Diagnosis of active H. pylori infection and SIBO
Diagnosis of active H. pylori infection was made by urea breath test (UBT) using Carbon 1322. Patients were asked to swallow 50 mg capsule of 13 C-urea. Breath samples were collected by exhaling into a 200 ml gas storage bag to be analyzed by an infrared spectrometer, and this was performed before and 15 minutes after the consumption of capsule. For the diagnosis of SIBO, hydrogen breath test (HBT) was utilized, in which 50 gram of lactulose was given to the subject, and an increase of ≥20 parts per million (p.p.m) in hydrogen production at 90 min from base-line was taken as a positive diagnosis for SIBO.
Treatment of active H. pylori infection and SIBO
In our study, all patients were subjected to UBT and HBT. Patients who were tested positive were given appropriate therapy. Triple medicine regimen which includes clarithromycin, amoxicillin (for 10 days) and a proton pump inhibitor (for another 4 weeks) was given for the eradication of H. pylori infection23. We chose the triple regime as it is easier to administer and because low recurrence rates of H. pylori infection (despite considerable resistance rates of approximately 36%) have been reported from our part of the world24.

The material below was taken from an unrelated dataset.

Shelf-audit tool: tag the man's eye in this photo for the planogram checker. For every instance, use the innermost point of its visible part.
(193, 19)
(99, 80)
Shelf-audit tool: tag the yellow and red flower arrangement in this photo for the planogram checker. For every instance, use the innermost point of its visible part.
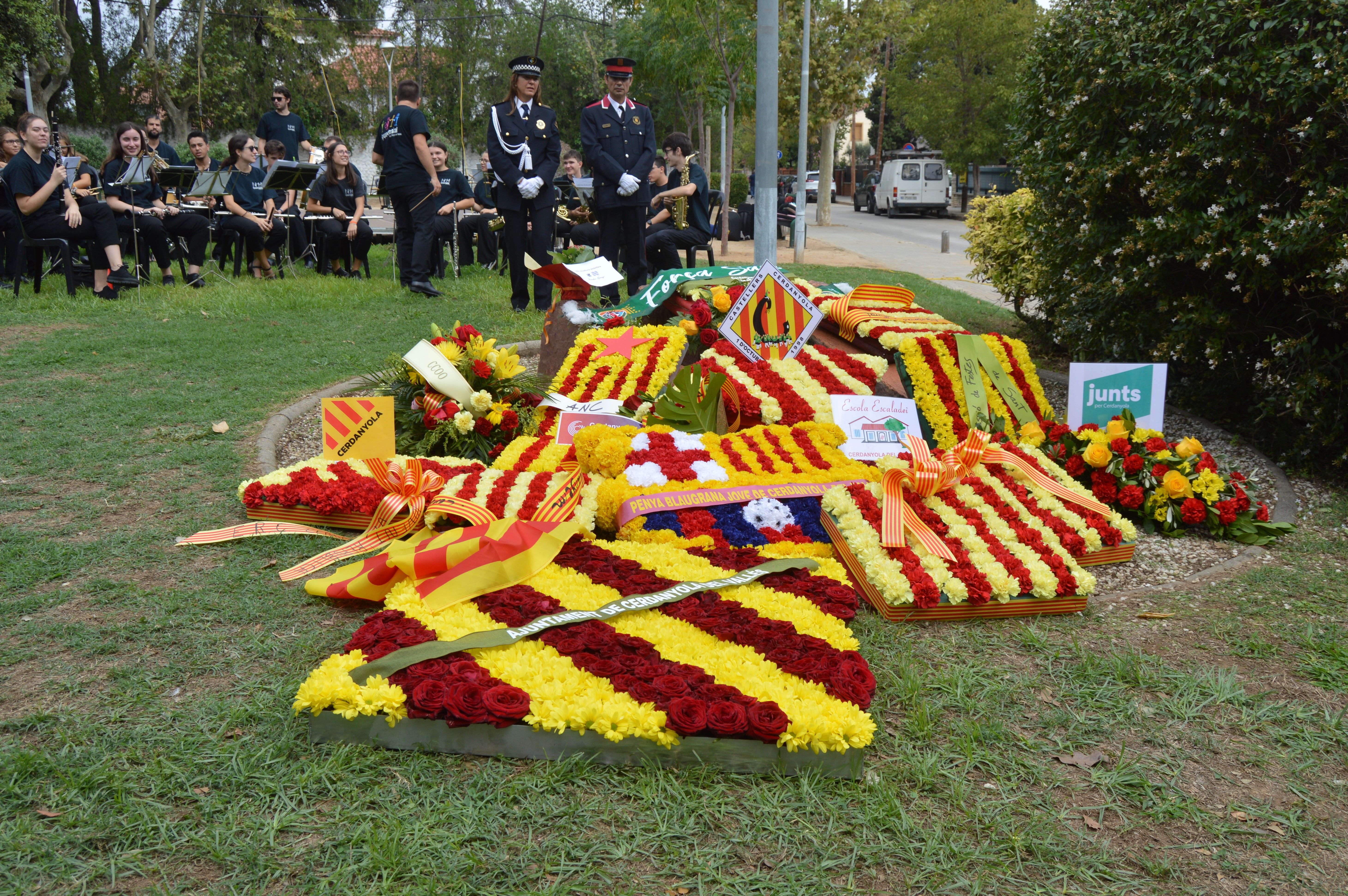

With regards to treatment of patients with SIBO, rifaximin 1200 mg/day for 1 week, which has shown good efficacy for SIBO in various studies, was administered25,26. This dosage was selected as there had been substantial variation in the dose and duration of rifaximin at the time this study was conducted27. UBT and HBT were repeated after 6 weeks of completion of therapy28. CFF analysis and PHES were also repeated at the same time (i.e. after 6 weeks of completion of triple therapy and SIBO treatment) to detect an improvement in MHE. Rifaxamin was given to patients who came out as SIBO positive. Of note, none of the patients were given rifaximin as prophylaxis for hepatic encephalopathy during the follow-up period.
For comparison with healthy subjects, 90 age and gender-matched controls (e.g. patients’ relatives, healthy hospital employees, etc.) were also enrolled in the study after written informed consent and underwent UBT and HBT. Those who were found positive for Hp and SIBO were treated accordingly (Fig. 1).
Data analysis was done using IBM SPSS Statistics for Windows, version 19.0 (Armonk, NY: IBM Corp. IBM Corp. Released 2011). Initially, the frequency was generated for all the variables. Continuous variables were presented as mean ± SD and categorical variables were presented as a percentage. Continuous variables between groups were compared by using unpaired t test or Mann Whitney test where appropriate. Categorical variables were compared by using the chi-square test or Fisher exact test. A p-value <0.05 was considered significant.